A partire dal periodo d’imposta successivo al 31 dicembre 2016 il credito d’imposta in Ricerca & Sviluppo spetta anche alle imprese residenti o alle stabili organizzazioni in Italia di soggetti non residenti che hanno svolto tale attività in esecuzione di contratti stipulati con imprese residenti o localizzate in altri Stati dell’Unione Europea o negli Stati aderenti all’accordo sullo Spazio Economico Europeo. Quindi, tali risorse impiegate saranno inserite nel calcolo della media storica degli investimenti per quantificare il credito d’imposta. Una novità introdotta dalla legge di Bilancio del 2017.

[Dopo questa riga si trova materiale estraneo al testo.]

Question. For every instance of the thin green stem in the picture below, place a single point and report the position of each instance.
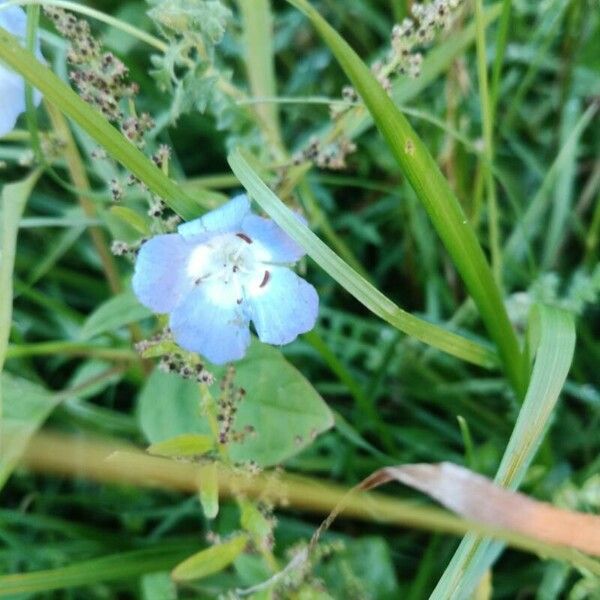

A chiarire questo aspetto è stata l’Agenzia delle Entrate rispondendo all’interpello 58 del 2018 di un’azienda che aveva svolto attività di ricerca e sviluppo per conto di una società francese.

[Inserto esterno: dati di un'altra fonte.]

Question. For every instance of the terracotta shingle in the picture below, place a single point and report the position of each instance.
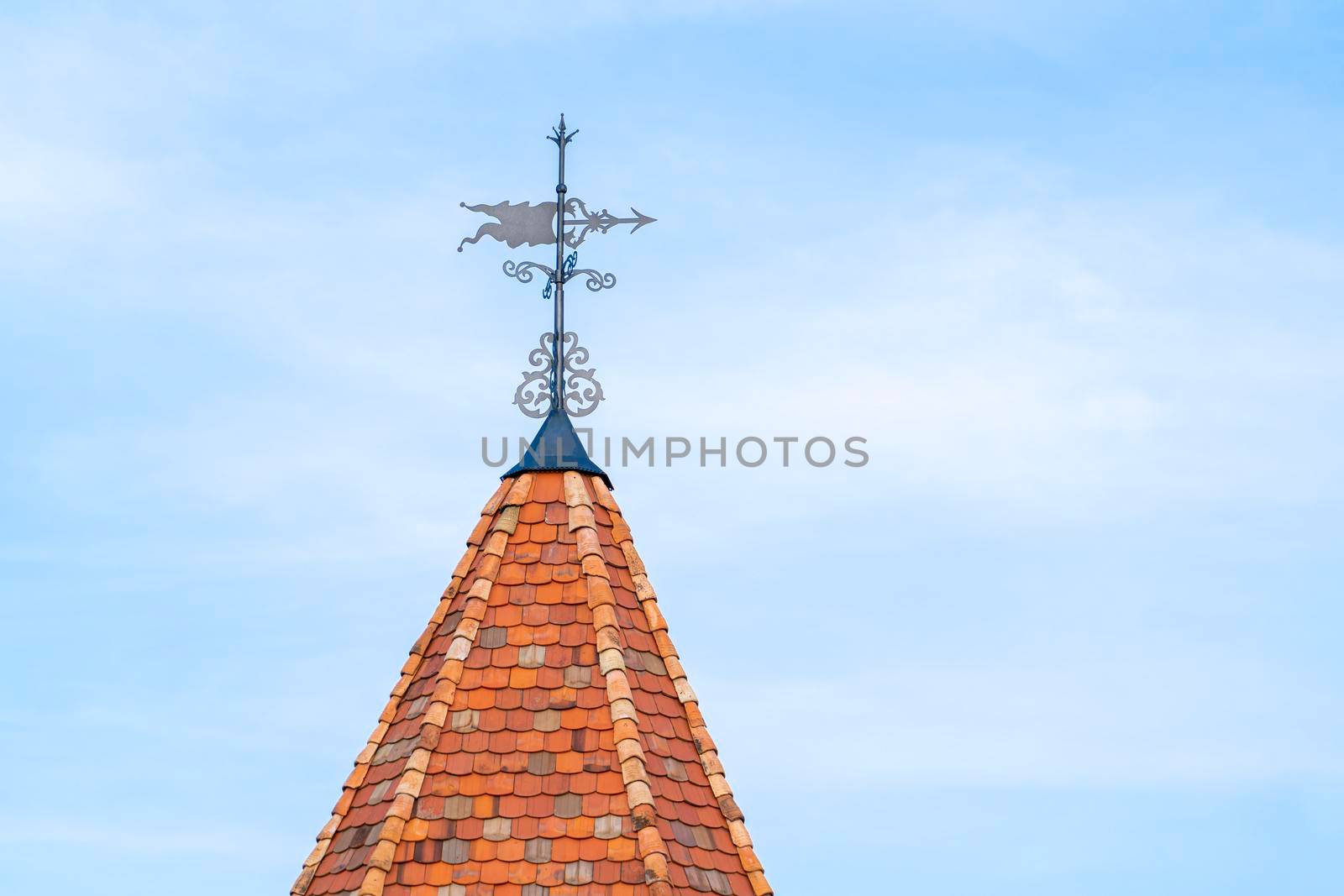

L’Agenzia delle Entrate ha inoltre precisato che nel calcolo del credito d’imposta è necessario considerare tutti i costi ammissibili che sono sostenuti nei periodi di riferimento. Conseguentemente vanno considerati anche i costi relativi alla ricerca commissionata da soggetti non residenti, indipendentemente dal fatto che l’impresa sostenga o meno costi di ricerca per commesse dall’estero nei periodi per cui intende fruire dell’agevolazione. Ricordiamo che la disciplina del credito d’imposta per attività di ricerca e sviluppo è stata introdotta dal decreto Destinazione Italia.
Consiste nella possibilità di fruire di un credito d’imposta nell’ipotesi in cui venga sostenuta una spesa complessiva per investimenti in attività di ricerca e sviluppo, effettuata nell’annualità d’imposta in cui si intende fruire dell’agevolazione, con i seguenti criteri:
– pari ad almeno 30.000 euro su base annua;
– superiore alla media degli investimenti che sono stati realizzati nei tre periodi d’imposta precedenti rispetto a quello in corso al 31 dicembre 2015.

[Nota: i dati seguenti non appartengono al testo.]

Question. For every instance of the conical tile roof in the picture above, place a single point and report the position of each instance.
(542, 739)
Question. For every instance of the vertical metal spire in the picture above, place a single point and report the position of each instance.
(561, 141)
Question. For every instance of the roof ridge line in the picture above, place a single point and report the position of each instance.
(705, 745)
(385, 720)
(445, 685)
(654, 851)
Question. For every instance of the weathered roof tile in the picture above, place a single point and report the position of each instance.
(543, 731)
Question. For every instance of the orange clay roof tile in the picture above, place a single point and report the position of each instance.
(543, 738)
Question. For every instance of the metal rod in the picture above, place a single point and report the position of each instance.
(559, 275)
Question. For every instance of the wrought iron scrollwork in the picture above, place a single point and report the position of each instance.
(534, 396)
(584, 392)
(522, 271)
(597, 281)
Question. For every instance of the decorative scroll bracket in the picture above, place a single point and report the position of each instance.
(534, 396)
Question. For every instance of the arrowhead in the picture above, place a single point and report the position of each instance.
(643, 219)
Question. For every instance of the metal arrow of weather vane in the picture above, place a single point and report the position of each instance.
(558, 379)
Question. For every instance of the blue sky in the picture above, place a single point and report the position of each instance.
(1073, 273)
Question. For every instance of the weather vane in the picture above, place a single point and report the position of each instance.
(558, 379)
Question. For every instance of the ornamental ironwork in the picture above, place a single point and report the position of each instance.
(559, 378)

La legge di Bilancio 2017, come ha chiarito l’Agenzia delle Entrate rispondendo all’interpello, è intervenuta in materia stabilendo che tale credito spetta anche “anche alle imprese residenti o alle stabili organizzazioni nel territorio dello Stato di soggetti non residenti che eseguono le attività di ricerca e sviluppo nel caso di contratti stipulati con imprese residenti o localizzate in altri Stati membri dell’Unione europea, negli Stati aderenti all’accordo sullo Spazio economico europeo ovvero in Stati compresi nell’elenco di cui al decreto del Ministro delle finanze 4 settembre 1996”.
Rispetto al passato, quindi, è stata introdotta la possibilità di accedere all’agevolazione anche nella circostanza in cui un’azienda svolga attività di ricerca di sviluppo per una società terza residente all’estero.
In poche parole, dal periodo d’imposta nel quale è entrata in vigore la modifica normativa, bisogna calcolare la media storica degli investimenti in ricerca e sviluppo tenendo conto di tutti i costi sostenuti per tale attività nel periodo di riferimento, anche quelli commissionati da soggetti non residenti a prescindere dal fatto che, in uno dei periodi per i quali si intende accedere all’agevolazione, l’impresa sostenga o meno delle spese ammissibili su commissione di imprese estere.